Show HN: RepoGPT – question answering over repos using contextual chunking

2 points

3 years ago

Hello! RepoGPT is a tool I created that allows you to perform question answering over code repositories using contextual chunking. The backstory to this is I was trying out LangChain's demo for question answering over code repositories and it would often produce incorrect responses because the code chunks that files were getting split into were lacking context. For example, if there is a particularly long method implemented in a file, that method might be split across multiple code chunks. If the question being asked required the LLM to understand that method then all of those chunks need to be returned by the vector store - this might not necessarily happen if the query does not have a high enough semantic similarity to each chunk. Also even if the correct chunks are given to the LLM, it might not understand how they fit together. RepoGPT tries to fix this by adding contextual information to each chunk, including the file it came from, the line numbers the chunk spans, and most importantly the classes and methods that the chunk may be part of. The latter was done using python ast's for python code and py-tree-sitter for other types of files (languages other than python have not been tested much though).

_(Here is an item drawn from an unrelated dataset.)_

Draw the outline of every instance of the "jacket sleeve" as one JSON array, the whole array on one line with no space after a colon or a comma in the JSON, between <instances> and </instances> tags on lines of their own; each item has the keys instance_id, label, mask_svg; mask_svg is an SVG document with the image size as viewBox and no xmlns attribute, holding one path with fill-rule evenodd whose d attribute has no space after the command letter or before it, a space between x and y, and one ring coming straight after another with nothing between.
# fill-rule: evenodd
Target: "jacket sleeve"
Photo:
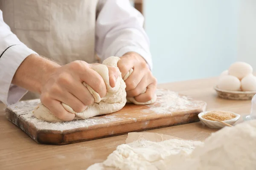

After playing around with it, it seems to be performing pretty well - particularly with gpt-4. It's really cool to see how the LLM is able understand entire methods that are split across multiple chunks based on the contextual information added. I really think this allows LLMs to answer a wider array of questions across repos. Please play around with it, instructions are in the README. I've tried adding local LLM's as well but those are very experimental right now.